I haven't been on this site since about a month ago. I was suicidal and wanted to lash out. Since then the people around me that I had learned to trust has violated that trust. I went to my va psychiatrist to get help...I also called the hotline and ended up hanging up on him (I don't know why...all I can say it's a matter of trusting who really knows what to do.) I'm tired of explaining how or what I'm feeling. It's not a matter of what I'm feeling...it's a matter of how out of control my head/brain/thinking is. If it's quiet-there's a loud buzzing sound in my head. I turn on the radio and/or tv so that I won't hear it. I get so angry. Just excuse my jibber and let me let you know who I am. I am a u.s. army veteran and have been diagnosed from the va psychiatrist with PTSD in 2003 I did not file for compensation until 4 years later, Feb 2007, and was notified just a few weeks ago 70%PTSD. The va counselor insisted that I sign a few forms (Unemployability and Vocab Rehab???) I really don't care about all this. What I care about is my life...my anger. I hate living like this. It's very hard for me to even think of setting foot out of my front door without my insides turning upside down. I had a trigger 4 days ago (more disturbing than all the others) sent me reaching out because I felt like hurting someone (instead I went out to the parking lot with a bucket of paint and starting smearing profanity words all over the persons vehicle---haha this was about 2:30am). I warned him I'll kill him in his sleep. I really wish I could but I'm too caring. I've been on line hunting someone down planning his accidental death. I've told this to the va psychiatrist friday and wanted to be locked up/put away...but was told the mental facility is consisted of two wards and overbooked. It was suggested that I get a hotel room away from the stressor/trigger and get better food than what the the facility could ever offer. What? It's not about the food or getting away...it's about pain and how I'm planning to self medicate (with killing or be killed).
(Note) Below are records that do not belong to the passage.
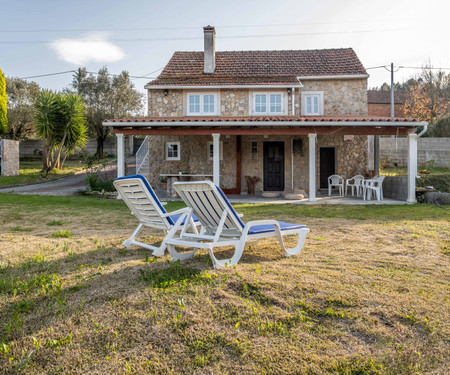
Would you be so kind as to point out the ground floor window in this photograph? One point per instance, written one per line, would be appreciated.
(210, 150)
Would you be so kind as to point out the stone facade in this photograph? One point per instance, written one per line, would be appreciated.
(160, 104)
(351, 159)
(234, 102)
(194, 158)
(341, 98)
(9, 157)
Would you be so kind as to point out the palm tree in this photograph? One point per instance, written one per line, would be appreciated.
(60, 122)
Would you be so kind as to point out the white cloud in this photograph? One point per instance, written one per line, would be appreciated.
(92, 48)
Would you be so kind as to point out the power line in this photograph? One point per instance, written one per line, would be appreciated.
(405, 67)
(96, 73)
(197, 38)
(179, 27)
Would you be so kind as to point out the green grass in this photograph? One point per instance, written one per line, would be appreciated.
(368, 294)
(30, 171)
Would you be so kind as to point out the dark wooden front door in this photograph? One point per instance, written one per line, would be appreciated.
(273, 166)
(326, 165)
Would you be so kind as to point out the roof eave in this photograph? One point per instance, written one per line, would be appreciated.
(264, 123)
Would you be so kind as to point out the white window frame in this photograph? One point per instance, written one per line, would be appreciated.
(167, 151)
(306, 94)
(208, 150)
(202, 96)
(284, 104)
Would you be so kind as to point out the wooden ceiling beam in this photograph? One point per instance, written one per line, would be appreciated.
(320, 130)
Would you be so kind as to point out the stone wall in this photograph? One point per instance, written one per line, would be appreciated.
(384, 110)
(396, 151)
(193, 158)
(160, 104)
(341, 97)
(234, 102)
(351, 159)
(9, 157)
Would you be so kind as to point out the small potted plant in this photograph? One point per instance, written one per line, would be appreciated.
(163, 179)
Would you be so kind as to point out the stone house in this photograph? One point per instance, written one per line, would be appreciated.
(379, 103)
(290, 118)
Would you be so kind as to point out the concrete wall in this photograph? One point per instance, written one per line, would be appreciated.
(9, 157)
(396, 187)
(396, 150)
(29, 149)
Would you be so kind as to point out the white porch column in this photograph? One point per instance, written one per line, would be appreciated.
(216, 159)
(120, 155)
(312, 167)
(412, 167)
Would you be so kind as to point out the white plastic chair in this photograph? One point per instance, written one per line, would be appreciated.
(374, 185)
(145, 205)
(222, 226)
(355, 182)
(338, 181)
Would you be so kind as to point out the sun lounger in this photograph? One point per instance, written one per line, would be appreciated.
(222, 226)
(145, 205)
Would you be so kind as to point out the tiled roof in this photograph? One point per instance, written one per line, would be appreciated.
(309, 120)
(384, 97)
(265, 66)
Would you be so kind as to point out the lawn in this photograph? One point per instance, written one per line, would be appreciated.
(30, 171)
(367, 295)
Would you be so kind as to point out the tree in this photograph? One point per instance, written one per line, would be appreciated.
(21, 97)
(60, 122)
(3, 101)
(429, 96)
(106, 97)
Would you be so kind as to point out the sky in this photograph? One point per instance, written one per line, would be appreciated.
(139, 36)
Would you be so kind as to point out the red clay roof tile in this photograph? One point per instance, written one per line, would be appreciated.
(305, 119)
(265, 67)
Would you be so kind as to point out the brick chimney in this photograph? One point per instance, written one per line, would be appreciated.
(210, 50)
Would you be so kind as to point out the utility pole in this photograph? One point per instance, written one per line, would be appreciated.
(392, 90)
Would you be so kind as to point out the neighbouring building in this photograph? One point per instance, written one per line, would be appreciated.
(291, 118)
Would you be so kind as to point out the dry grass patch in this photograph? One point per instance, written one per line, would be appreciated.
(367, 295)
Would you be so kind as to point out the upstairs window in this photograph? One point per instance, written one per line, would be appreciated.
(312, 103)
(268, 103)
(202, 104)
(172, 150)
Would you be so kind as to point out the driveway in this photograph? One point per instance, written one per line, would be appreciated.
(70, 185)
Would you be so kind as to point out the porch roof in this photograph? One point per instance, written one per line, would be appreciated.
(264, 125)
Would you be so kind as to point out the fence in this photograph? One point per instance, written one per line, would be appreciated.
(31, 148)
(396, 150)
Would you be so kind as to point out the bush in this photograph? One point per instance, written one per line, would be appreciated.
(440, 182)
(97, 184)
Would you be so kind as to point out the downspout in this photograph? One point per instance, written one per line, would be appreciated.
(292, 140)
(423, 130)
(292, 163)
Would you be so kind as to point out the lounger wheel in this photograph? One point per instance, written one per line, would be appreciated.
(179, 256)
(301, 237)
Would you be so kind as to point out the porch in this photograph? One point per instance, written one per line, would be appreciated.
(309, 131)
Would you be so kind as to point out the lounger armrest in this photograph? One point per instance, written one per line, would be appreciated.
(261, 222)
(177, 212)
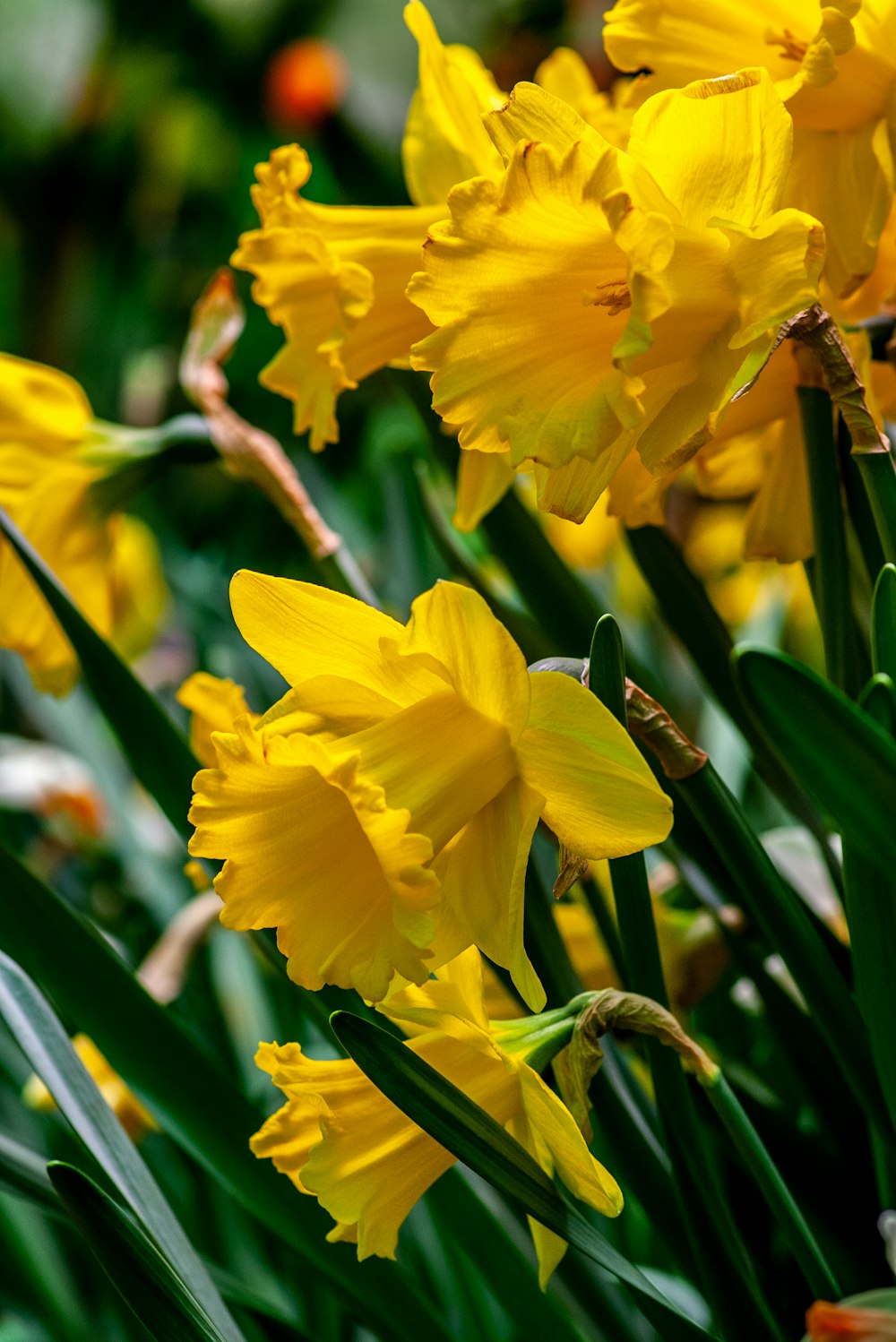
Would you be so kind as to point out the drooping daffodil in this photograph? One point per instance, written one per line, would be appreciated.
(109, 563)
(834, 67)
(594, 301)
(340, 1140)
(380, 816)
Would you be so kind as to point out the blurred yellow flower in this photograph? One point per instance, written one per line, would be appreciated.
(124, 1104)
(834, 66)
(596, 301)
(108, 563)
(380, 815)
(215, 705)
(340, 1140)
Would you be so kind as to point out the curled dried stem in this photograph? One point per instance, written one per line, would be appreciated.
(834, 369)
(650, 722)
(247, 452)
Can anybody tell me how they survived this craziness (if it happened to you??) After the military I joined the civilian police force (training was very hard to get through-cadre thought I was out of control or maybe weak/crazy/emotionally distrubed) They graduated me anyway. Reported for duty intoxicated (this time I let it be known) confronted innocent people then had an altercation with the luetenant (supervisor) on duty-got in my vehicle and revved up the engine while he was on the sidewalk and scared him. Made me laugh. Aimed straight towards him. haha. I had earlier threw down my weapon I dared him. I was crazy and stupid. But that's what I mean...I don't want to know how far my thoughts will become reality. Guess I don't have to tell you what happened to that so called job (to protect--from me??)

I take flouxetine and buproprion. I was on Aripriprizole (sp?) but my va psychiatrist says I need to feel my feelings so took me off of it earlier this year. Doc explained wanted to put me on as little meds as possible and use the grounding skills taught at Menlo Park, Cali (inpatient 2006). Grounding skills...another temporary power of the mind va solution. Now they want me to return and talk about the trauma in depth because they feel this is best. I can't it's turns my brain into a food processer (maybe that's where all the noise is coming from...haha). Anybody out there that can relate?? please email or comment back. sorry for the blah blah. Take care and God Bless.